Étape 4 — Instruction et CRRMP éventuel
Délai d'instruction : 120 jours, prorogeable à 240 (article R. 461-9 CSS). En cas d'exposition documentée inférieure à 10 ans, ou de travaux ne figurant pas exactement dans la liste limitative, le dossier est transmis au Comité régional de reconnaissance des maladies professionnelles (CRRMP). Pour les cancers liés aux HAP, le CRRMP tient compte du cumul d'expositions, du niveau d'empoussièrement et de la latence.
Étape 5 — Ayants droit en cas de décès
Si la victime décède avant la reconnaissance, ses ayants droit (conjoint, partenaire de PACS, concubin, enfants à charge) peuvent poursuivre la procédure pour obtenir la reconnaissance MP rétroactive et la rente de survivants.

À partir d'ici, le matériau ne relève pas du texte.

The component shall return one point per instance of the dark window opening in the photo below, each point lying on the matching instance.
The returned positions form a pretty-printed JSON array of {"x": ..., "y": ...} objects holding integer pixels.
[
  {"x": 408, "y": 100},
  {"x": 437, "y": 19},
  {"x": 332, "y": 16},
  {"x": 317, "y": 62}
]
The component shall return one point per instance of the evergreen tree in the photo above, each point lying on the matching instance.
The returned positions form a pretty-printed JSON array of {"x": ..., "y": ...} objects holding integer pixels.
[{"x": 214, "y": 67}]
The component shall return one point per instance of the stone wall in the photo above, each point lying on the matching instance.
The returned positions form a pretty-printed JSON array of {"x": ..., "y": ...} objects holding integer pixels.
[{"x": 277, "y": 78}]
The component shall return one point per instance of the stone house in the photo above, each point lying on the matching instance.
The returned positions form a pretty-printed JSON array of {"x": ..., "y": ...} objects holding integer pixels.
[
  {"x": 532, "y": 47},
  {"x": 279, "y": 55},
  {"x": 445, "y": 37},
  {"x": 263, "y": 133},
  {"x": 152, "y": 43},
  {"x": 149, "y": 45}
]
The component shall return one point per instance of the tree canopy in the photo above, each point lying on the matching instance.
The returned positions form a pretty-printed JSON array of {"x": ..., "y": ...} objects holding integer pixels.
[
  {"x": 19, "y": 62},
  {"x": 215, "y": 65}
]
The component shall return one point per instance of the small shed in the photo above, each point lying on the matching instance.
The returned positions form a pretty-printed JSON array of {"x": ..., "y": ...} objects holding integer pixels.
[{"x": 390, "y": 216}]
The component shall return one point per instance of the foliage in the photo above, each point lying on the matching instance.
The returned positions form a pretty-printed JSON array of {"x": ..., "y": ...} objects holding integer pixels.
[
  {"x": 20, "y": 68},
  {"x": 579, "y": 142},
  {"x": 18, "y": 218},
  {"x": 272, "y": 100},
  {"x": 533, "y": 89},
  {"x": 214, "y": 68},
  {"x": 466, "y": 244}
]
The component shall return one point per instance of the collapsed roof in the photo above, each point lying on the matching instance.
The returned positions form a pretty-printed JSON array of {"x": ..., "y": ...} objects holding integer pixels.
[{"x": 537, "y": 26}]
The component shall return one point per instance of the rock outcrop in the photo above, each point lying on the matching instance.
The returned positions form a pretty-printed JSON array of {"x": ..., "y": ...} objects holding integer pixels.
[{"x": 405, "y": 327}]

Le délai de prescription reste de 2 ans à compter du décès.
Sources : articles L. 461-1, L. 461-5, R. 461-9 CSS ; article L. 752-1 du Code rural ; MSA — Santé et sécurité au travail ; Améli — Reconnaissance MP.
Indemnisation
L'indemnisation des cancers reconnus au titre du tableau 35 bis RA combine plusieurs dispositifs, gérés par la MSA au lieu de la CPAM mais avec des règles équivalentes.
Indemnités journalières (IJSS) pendant l'arrêt
Versées par la MSA dès le 1ᵉʳ jour, sans délai de carence : 60 % du salaire journalier de référence du 1ᵉʳ au 28ᵉ jour, puis 80 % au-delà (article R. 433-1 CSS, applicable par renvoi). La convention collective applicable (par exemple celle des entreprises de travaux agricoles, ruraux et forestiers) peut prévoir un complément employeur.
Rente d'incapacité permanente (IPP)
Le taux d'IPP est fixé par le médecin-conseil de la MSA selon le barème indicatif annexé à l'article R. 434-32 CSS. Indications par pathologie :
- épithéliomas cutanés : 5 à 30 % selon le nombre de lésions, les récidives et le préjudice esthétique ;
- cancer broncho-pulmonaire en cours de traitement ou en rémission récente : 70 à 100 % ;
- cancer broncho-pulmonaire séquellaire (lobectomie / pneumonectomie) : 30 à 50 % ;
- tumeur de l'épithélium urinaire : 30 à 100 % selon le stade, la cystectomie éventuelle, le port de dispositifs de dérivation urinaire.
Rente versée trimestriellement, calculée sur le salaire des 12 derniers mois × taux corrigé. Prestation complémentaire pour recours à tierce personne si IPP ≥ 80 % et besoin d'assistance permanente.
En cas de décès
Rente de survivants au profit du conjoint (40 % du salaire annuel, portée à 60 % à partir de 55 ans ou en cas d'inaptitude), des enfants à charge (25 % chacun pour les deux premiers, 20 % à partir du troisième), dans la limite de 85 % (articles L. 434-7 à L. 434-14 CSS). Capital décès le cas échéant.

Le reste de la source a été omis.